Information on witness gender diversity has been collected and published in various forms since 2013 but was included in the House’s Sessional Returns for the first time in July 2017 (for the 2016-17 Session). Information on the gender of witnesses by Committee and in total was published, categorised by "discretionary" and "non-discretionary" (nondiscretionary witnesses being office holders such as Ministers, senior civil servants and chief executives of public bodies within the Committee’s remit).

The statistics for 2015-16 and 2016-17 (along with the latest data) are set out in Chapter 2, with Committee by Committee tables in the Annex.

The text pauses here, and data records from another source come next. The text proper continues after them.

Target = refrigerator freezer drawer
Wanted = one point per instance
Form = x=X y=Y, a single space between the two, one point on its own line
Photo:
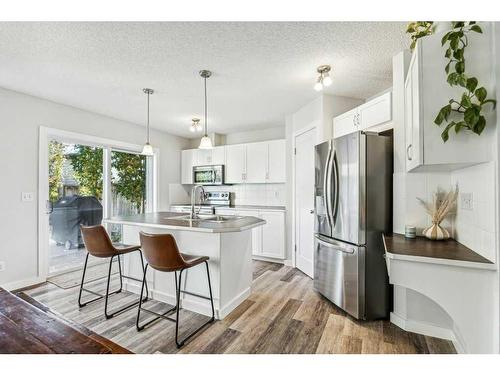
x=339 y=274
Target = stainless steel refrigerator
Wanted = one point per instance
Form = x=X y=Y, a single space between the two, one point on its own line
x=353 y=207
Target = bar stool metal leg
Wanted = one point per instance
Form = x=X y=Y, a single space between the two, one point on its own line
x=140 y=308
x=212 y=318
x=108 y=293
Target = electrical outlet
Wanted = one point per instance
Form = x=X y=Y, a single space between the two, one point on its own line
x=27 y=197
x=467 y=202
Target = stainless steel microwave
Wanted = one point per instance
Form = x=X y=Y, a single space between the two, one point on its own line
x=208 y=175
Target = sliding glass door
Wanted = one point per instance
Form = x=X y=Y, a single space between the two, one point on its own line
x=129 y=187
x=86 y=183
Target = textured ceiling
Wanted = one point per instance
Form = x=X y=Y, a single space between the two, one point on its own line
x=261 y=71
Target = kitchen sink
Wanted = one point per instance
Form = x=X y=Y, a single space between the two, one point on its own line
x=209 y=218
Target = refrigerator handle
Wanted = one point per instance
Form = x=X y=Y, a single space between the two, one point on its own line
x=332 y=245
x=336 y=186
x=327 y=188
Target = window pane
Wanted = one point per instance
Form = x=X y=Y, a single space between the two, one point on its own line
x=128 y=187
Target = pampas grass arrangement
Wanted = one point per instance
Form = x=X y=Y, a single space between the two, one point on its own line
x=443 y=204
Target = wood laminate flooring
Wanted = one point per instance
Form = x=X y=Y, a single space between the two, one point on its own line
x=282 y=315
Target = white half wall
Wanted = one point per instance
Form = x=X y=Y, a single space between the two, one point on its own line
x=20 y=118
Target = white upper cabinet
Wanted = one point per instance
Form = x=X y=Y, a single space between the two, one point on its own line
x=346 y=123
x=257 y=162
x=188 y=158
x=203 y=157
x=236 y=164
x=219 y=155
x=427 y=91
x=276 y=162
x=373 y=113
x=376 y=112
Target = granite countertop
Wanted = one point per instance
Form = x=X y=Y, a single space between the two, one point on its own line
x=236 y=207
x=170 y=220
x=398 y=246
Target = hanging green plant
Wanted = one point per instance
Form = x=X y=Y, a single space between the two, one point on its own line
x=419 y=29
x=467 y=111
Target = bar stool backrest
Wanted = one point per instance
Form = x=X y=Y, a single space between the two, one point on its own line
x=97 y=241
x=161 y=252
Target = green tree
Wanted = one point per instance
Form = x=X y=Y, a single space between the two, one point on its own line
x=129 y=177
x=56 y=162
x=87 y=166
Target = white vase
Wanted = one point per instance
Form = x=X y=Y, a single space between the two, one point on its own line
x=436 y=232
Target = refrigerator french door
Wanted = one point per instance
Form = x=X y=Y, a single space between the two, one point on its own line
x=353 y=195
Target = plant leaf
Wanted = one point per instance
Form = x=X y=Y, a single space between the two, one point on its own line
x=465 y=102
x=471 y=116
x=492 y=101
x=477 y=29
x=481 y=94
x=472 y=84
x=480 y=125
x=445 y=37
x=460 y=67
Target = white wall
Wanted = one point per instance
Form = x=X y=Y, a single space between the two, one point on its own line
x=320 y=112
x=476 y=228
x=20 y=118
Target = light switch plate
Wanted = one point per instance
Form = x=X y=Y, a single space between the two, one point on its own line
x=27 y=197
x=466 y=201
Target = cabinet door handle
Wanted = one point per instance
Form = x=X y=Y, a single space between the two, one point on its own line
x=408 y=152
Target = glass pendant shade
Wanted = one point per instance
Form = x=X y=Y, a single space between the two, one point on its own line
x=147 y=150
x=205 y=143
x=327 y=80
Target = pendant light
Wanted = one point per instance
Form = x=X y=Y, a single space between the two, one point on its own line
x=206 y=142
x=147 y=150
x=324 y=78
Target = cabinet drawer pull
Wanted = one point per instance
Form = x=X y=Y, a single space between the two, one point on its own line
x=408 y=152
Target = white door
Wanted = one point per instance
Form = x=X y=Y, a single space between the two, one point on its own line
x=235 y=164
x=273 y=234
x=256 y=162
x=276 y=162
x=304 y=201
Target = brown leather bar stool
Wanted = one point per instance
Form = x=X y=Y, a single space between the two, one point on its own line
x=163 y=255
x=98 y=243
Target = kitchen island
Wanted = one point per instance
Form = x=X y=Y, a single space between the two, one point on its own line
x=227 y=240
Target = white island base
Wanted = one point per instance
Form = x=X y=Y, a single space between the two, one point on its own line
x=230 y=267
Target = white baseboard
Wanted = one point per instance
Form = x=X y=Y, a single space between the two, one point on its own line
x=267 y=259
x=18 y=284
x=427 y=329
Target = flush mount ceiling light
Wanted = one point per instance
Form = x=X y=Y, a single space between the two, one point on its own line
x=195 y=126
x=324 y=78
x=206 y=142
x=147 y=149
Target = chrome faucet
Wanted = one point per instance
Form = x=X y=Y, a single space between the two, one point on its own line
x=193 y=199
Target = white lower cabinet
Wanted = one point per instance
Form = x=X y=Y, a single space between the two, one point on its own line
x=268 y=240
x=273 y=234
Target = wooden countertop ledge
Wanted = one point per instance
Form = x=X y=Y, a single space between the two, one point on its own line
x=399 y=245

The Good Parliament Report objectives

Attention has focussed more closely on witness diversity in recent years, drawing parallels with wider social media movements calling out all-male speaking panels. Our work was drawn into sharper focus in 2016 when the Good Parliament Report, written by Professor Sarah Childs, was published.

That report asked us, the Liaison Committee, to "require the House Service to provide comprehensive and systematic diversity data in respect of select committee witnesses at the end of each session, and establish annual rolling targets for witness representativeness". It concluded that "A rule change should be sought whereby any select committee witness panel of three or more must be sex/gender diverse if, by the end of the 2015 Parliament, select committees are not reaching a 40 percent sex/gender threshold amongst witnesses". The House service has continued to supply us with that data. The previous Liaison Committee discussed progress made during the 2015-2017 Parliament and we returned to it when we were established after the 2017 general election.

Efforts to increase gender diversity

Following our first meeting in November 2017, at which both witness and Committee member diversity was discussed, our Chair, Dr Sarah Wollaston MP, wrote to the Speaker asking for the membership of select committees to be included as part of a forthcoming gender-sensitive parliament audit which will be conducted in association with the Inter-Parliamentary Union. The Speaker confirmed this, and reiterated his support for efforts to increase witness diversity in the widest sense, while agreeing that gender was the best place to start.